Do epidural glucocorticoid injections improve the symptoms of spinal stenosis?
Unfortunately, epidural glucocorticoid injections are ineffective for lumbar spinal stenosis.Whether this will change practice for this lucrative procedure will be an interesting question. (LOE = 1b)
Friedly JL, Comstock BA, Turner JA, et al. A randomized trial of epidural gluocorticoid injections for spinal stenosis. N Engl J Med 2014;371(1):11-21.

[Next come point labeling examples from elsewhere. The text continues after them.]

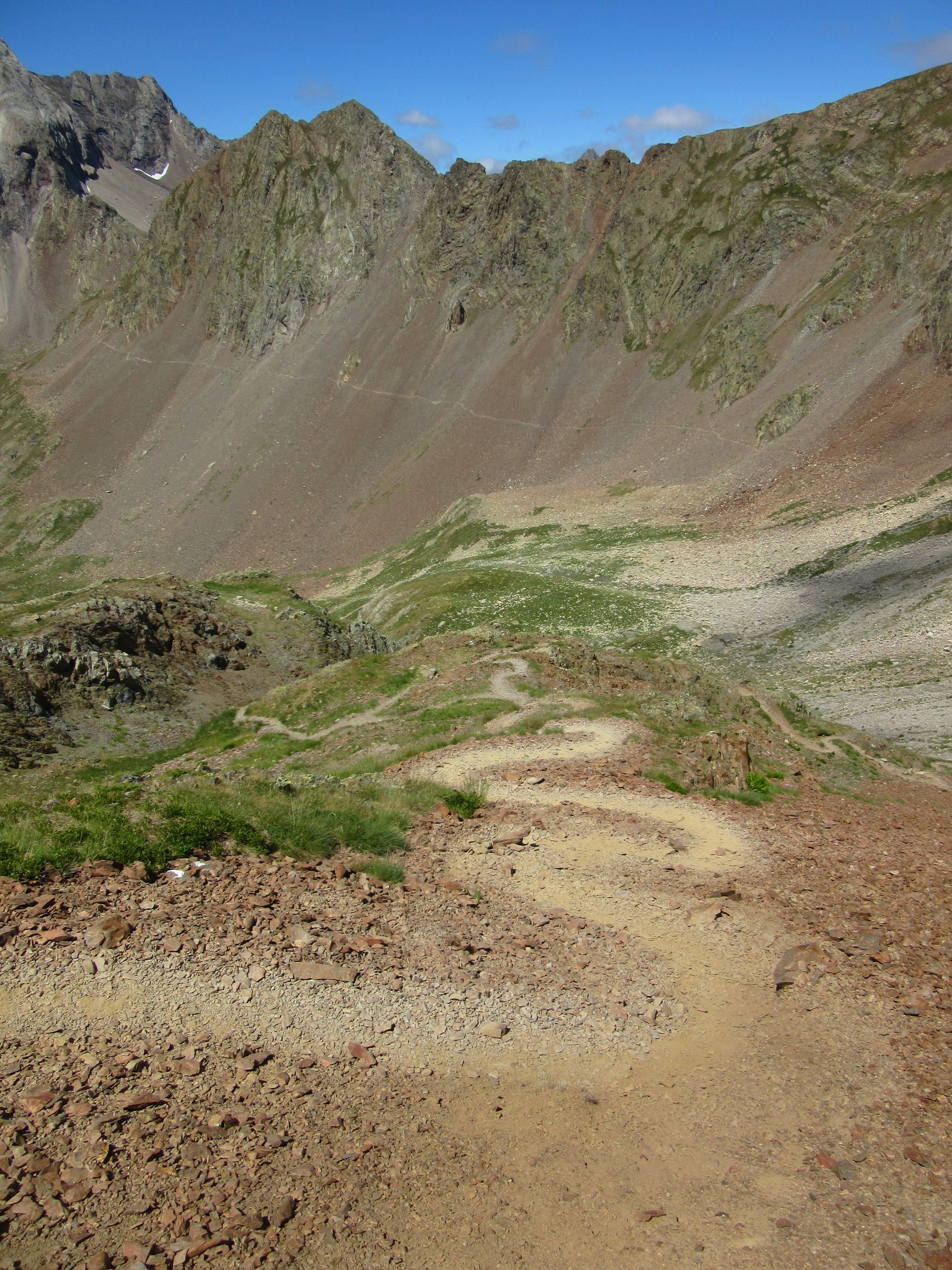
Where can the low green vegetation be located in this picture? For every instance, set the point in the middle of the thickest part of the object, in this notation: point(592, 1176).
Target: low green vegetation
point(466, 800)
point(465, 572)
point(384, 870)
point(198, 820)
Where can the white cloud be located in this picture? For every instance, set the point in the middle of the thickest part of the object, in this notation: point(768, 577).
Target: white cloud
point(518, 42)
point(313, 90)
point(572, 153)
point(436, 148)
point(667, 119)
point(524, 44)
point(922, 54)
point(418, 120)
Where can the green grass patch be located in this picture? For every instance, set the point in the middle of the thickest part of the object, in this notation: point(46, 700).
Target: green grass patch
point(384, 870)
point(466, 800)
point(200, 820)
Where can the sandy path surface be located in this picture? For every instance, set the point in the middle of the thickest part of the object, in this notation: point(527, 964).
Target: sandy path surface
point(711, 1127)
point(699, 1147)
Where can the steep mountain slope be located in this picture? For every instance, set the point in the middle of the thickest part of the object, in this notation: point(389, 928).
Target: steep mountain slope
point(324, 342)
point(84, 164)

|Study Design Randomized controlled trial (double-blinded)||Funding Government|
|Setting Outpatient (specialty)||Allocation Concealed|
Epidural glucocorticoid injections are a common treatment for patients with lumbar spinal stenosis, but their efficacy is uncertain. In this study, the researchers identified 400 patients, aged 50 and older, with lumbar spinal stenosis (confirmed by magnetic resonance imaging or computed tomography), pain of at least 4 on a scale from 1 to 10 in the buttock or leg, and significant functional disability based on a validated scale. Patients were randomly assigned to receive an epidural injection with either lidocaine and a glucocorticoid (betamethasone 6 mg to 12 mg, dexamethasone 8 mg to 10 mg, or triamcinolone 60 mg to 120 mg) or lidocaine alone. All injections were done under fluoroscopic guidance. Groups were balanced at the start of the study, with the exception of a somewhat shorter duration of pain in the lidocaine-only group, and analysis was by intention to treat. The mean age of participants was 68 years, 55% were female, and 69% were white. Patients could receive a second injection 3 weeks after the first, and results were evaluated 3 weeks and 6 weeks after the initial injection. At 3 weeks, improvements in pain and disability were slightly greater in the intervention group, but these were not clinically significant, and they disappeared by the 6-week assessment. Adverse events were more common in the intervention group.